Action prob. distributions
Categorical
- class pytorchrl.agent.actors.distributions.categorical.Categorical(num_inputs, num_outputs)[source]
Bases:
torch.nn.modules.module.ModuleCategorical probability distribution.
- Parameters
num_inputs (int) – Size of input feature maps.
num_outputs (int) – Number of options in output space.
- evaluate_pred(x, pred)[source]
Return log prob of pred under the distribution generated from x (obs features).
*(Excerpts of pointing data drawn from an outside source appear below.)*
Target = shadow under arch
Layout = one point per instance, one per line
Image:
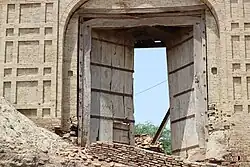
(72, 7)
(69, 11)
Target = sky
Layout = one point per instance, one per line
(150, 70)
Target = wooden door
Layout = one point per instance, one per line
(112, 65)
(187, 91)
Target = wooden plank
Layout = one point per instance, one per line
(128, 23)
(161, 128)
(95, 122)
(80, 83)
(142, 10)
(182, 93)
(112, 67)
(106, 110)
(129, 113)
(111, 92)
(200, 81)
(139, 15)
(85, 85)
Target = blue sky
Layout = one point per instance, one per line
(150, 69)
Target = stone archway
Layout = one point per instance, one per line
(65, 17)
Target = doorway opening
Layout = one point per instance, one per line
(112, 44)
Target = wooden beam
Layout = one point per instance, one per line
(161, 128)
(129, 23)
(84, 85)
(142, 10)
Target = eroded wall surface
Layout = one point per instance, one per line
(38, 64)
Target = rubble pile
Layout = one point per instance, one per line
(136, 157)
(145, 141)
(23, 143)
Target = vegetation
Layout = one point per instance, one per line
(150, 129)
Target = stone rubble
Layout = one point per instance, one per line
(24, 144)
(145, 141)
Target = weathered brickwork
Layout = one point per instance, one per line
(38, 64)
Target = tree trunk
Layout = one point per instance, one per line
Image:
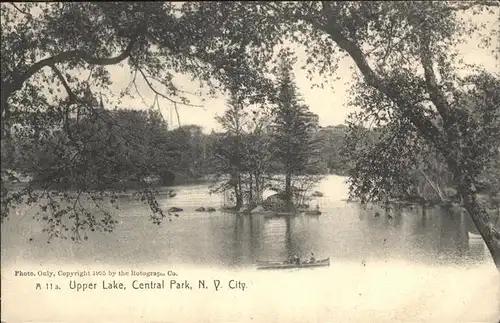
(481, 220)
(288, 191)
(250, 192)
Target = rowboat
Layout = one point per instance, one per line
(474, 236)
(285, 265)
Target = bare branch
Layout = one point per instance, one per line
(151, 86)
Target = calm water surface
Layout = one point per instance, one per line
(413, 267)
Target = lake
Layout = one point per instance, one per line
(415, 266)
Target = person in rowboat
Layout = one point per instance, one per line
(312, 259)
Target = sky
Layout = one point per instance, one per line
(330, 103)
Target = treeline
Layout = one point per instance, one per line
(125, 148)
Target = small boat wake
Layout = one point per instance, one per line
(289, 265)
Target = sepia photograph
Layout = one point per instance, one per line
(250, 161)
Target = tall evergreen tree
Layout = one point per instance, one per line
(293, 145)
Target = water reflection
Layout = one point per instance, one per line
(344, 231)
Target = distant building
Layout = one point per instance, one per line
(312, 119)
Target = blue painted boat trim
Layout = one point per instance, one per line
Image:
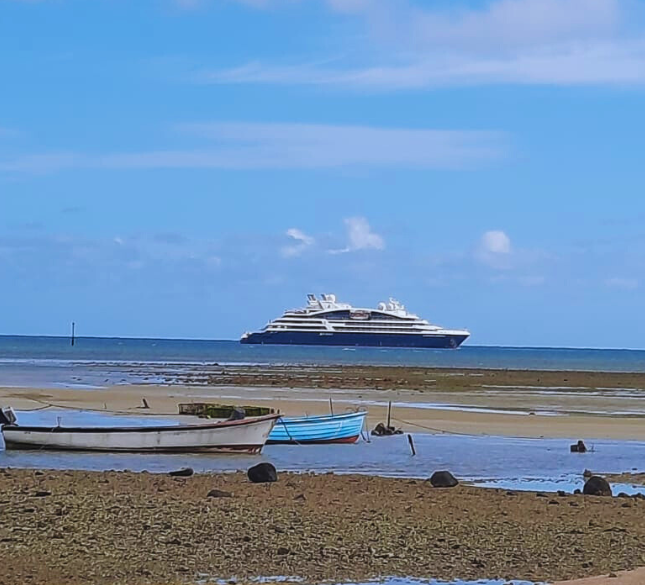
(318, 429)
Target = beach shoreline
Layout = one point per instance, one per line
(532, 404)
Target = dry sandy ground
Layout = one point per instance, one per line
(72, 527)
(623, 578)
(489, 411)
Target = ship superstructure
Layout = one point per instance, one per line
(326, 321)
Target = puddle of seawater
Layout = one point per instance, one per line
(567, 484)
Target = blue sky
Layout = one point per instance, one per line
(190, 168)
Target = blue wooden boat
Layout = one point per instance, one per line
(331, 428)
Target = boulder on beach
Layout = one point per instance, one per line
(597, 486)
(219, 494)
(579, 447)
(381, 430)
(443, 479)
(185, 472)
(262, 473)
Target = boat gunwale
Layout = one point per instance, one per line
(141, 429)
(323, 417)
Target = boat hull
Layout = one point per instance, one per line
(242, 436)
(444, 341)
(343, 428)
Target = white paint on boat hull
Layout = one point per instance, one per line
(248, 435)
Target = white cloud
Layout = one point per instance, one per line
(495, 242)
(494, 249)
(289, 146)
(301, 242)
(360, 236)
(622, 283)
(552, 42)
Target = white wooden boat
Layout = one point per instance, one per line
(247, 435)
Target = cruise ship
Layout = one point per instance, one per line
(325, 321)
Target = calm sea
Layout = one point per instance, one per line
(27, 350)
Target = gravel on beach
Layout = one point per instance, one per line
(69, 527)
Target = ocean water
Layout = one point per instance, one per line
(43, 350)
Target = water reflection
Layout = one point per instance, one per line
(530, 464)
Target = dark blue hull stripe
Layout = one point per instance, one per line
(355, 339)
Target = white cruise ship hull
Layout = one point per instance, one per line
(437, 340)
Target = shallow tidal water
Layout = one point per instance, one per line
(501, 462)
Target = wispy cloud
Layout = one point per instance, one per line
(360, 236)
(494, 249)
(299, 242)
(622, 283)
(550, 42)
(292, 146)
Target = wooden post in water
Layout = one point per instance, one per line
(414, 452)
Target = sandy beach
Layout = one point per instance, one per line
(585, 405)
(78, 527)
(143, 528)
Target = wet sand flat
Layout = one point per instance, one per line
(520, 404)
(77, 527)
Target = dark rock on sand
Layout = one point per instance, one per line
(381, 430)
(597, 486)
(579, 447)
(185, 472)
(219, 494)
(262, 473)
(443, 479)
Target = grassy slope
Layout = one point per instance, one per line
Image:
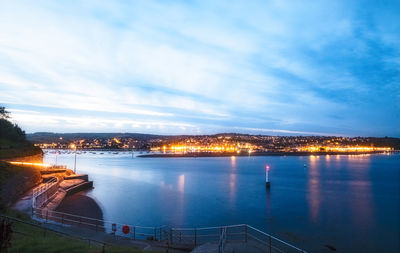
(11, 149)
(27, 238)
(15, 181)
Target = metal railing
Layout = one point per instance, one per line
(175, 237)
(242, 233)
(43, 187)
(222, 241)
(41, 194)
(135, 232)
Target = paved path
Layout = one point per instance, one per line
(108, 238)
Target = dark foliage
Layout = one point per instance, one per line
(11, 131)
(5, 235)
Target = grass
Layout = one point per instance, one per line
(28, 238)
(15, 181)
(12, 149)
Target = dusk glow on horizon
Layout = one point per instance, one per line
(188, 67)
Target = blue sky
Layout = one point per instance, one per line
(200, 67)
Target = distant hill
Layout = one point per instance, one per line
(41, 137)
(13, 142)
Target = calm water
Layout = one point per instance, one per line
(350, 202)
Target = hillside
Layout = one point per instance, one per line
(13, 142)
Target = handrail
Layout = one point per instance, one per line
(94, 219)
(222, 241)
(38, 190)
(273, 237)
(52, 230)
(186, 236)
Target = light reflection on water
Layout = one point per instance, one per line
(350, 202)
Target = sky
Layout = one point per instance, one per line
(202, 67)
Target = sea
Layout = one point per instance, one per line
(348, 202)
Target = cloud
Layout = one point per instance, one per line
(211, 65)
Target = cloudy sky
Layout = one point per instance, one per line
(199, 67)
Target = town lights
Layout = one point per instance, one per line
(73, 146)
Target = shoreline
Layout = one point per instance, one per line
(171, 155)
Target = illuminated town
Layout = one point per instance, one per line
(219, 143)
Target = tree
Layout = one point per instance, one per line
(3, 113)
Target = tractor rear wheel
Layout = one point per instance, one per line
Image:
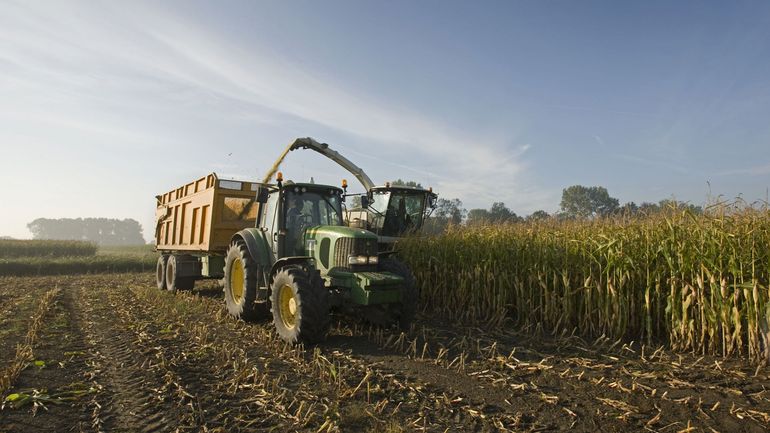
(174, 281)
(241, 282)
(403, 312)
(160, 272)
(300, 305)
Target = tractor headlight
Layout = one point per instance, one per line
(358, 260)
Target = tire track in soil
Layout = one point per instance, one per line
(420, 405)
(129, 401)
(291, 367)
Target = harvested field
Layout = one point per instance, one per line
(112, 353)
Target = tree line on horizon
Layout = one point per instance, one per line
(102, 231)
(577, 202)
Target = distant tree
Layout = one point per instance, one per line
(103, 231)
(478, 216)
(448, 212)
(648, 208)
(451, 210)
(538, 215)
(629, 208)
(580, 201)
(499, 213)
(673, 204)
(399, 182)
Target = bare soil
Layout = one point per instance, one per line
(115, 354)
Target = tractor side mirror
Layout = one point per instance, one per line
(262, 194)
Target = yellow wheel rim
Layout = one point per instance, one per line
(236, 281)
(288, 306)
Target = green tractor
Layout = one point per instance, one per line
(301, 261)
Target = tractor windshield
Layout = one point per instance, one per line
(312, 208)
(397, 212)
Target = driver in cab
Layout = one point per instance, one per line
(294, 214)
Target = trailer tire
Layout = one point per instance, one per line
(300, 305)
(241, 283)
(160, 272)
(174, 281)
(404, 311)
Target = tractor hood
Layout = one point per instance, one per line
(332, 246)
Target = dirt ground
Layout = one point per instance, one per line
(112, 353)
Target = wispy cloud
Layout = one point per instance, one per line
(758, 170)
(88, 52)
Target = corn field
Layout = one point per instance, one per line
(696, 282)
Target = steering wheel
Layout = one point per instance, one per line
(303, 222)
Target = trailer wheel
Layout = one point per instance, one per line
(300, 305)
(160, 272)
(241, 282)
(405, 310)
(175, 282)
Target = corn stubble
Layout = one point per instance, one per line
(696, 282)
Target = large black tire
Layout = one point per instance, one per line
(300, 305)
(160, 272)
(403, 312)
(175, 282)
(241, 282)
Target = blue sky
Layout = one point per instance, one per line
(105, 104)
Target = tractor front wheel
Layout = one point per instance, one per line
(407, 308)
(300, 305)
(240, 282)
Also return entropy of the generated distribution.
- Parameters
x (torch.tensor) – obs feature map obtained from a policy_net.
pred (torch.tensor) – Prediction to evaluate.
- Returns
logp (torch.tensor) – Log probability of pred according to the predicted distribution.
entropy_dist (torch.tensor) – Entropy of the predicted distribution.
dist (torch.Distribution) – Action probability distribution.
- forward(x, deterministic=False)[source]
Predict distribution parameters from x (obs features) and return predictions (sampled and clipped), sampled log probability and distribution entropy.
- Parameters
x (torch.tensor) – Feature maps extracted from environment observations.
deterministic (bool) – Whether to randomly sample from predicted distribution or take the mode.
- Returns
pred (torch.tensor) – Predicted value.
clipped_pred (torch.tensor) – Predicted value (clipped to be within [-1, 1] range).
logp (torch.tensor) – Log probability of pred according to the predicted distribution.
entropy_dist (torch.tensor) – Entropy of the predicted distribution.
dist (torch.Distribution) – Action probability distribution.
- training: bool
Gaussian
- class pytorchrl.agent.actors.distributions.gaussian.DiagGaussian(num_inputs, num_outputs, predict_log_std=False)[source]
Bases:
torch.nn.modules.module.ModuleIsotropic gaussian probability distribution.
- Parameters
num_inputs (int) – Size of input feature maps.
num_outputs (int) – Number of dims in output space.
predict_log_std (bool) – Whether to use a nn.linear layer to predict the output std.
- evaluate_pred(x, pred)[source]
Return log prob of pred under the distribution generated from x (obs features). Also return entropy of the generated distribution.
- Parameters
x (torch.tensor) – obs feature map obtained from a policy_net.
pred (torch.tensor) – Prediction to evaluate.
- Returns
logp (torch.tensor) – Log probability of pred according to the predicted distribution.
entropy_dist (torch.tensor) – Entropy of the predicted distribution.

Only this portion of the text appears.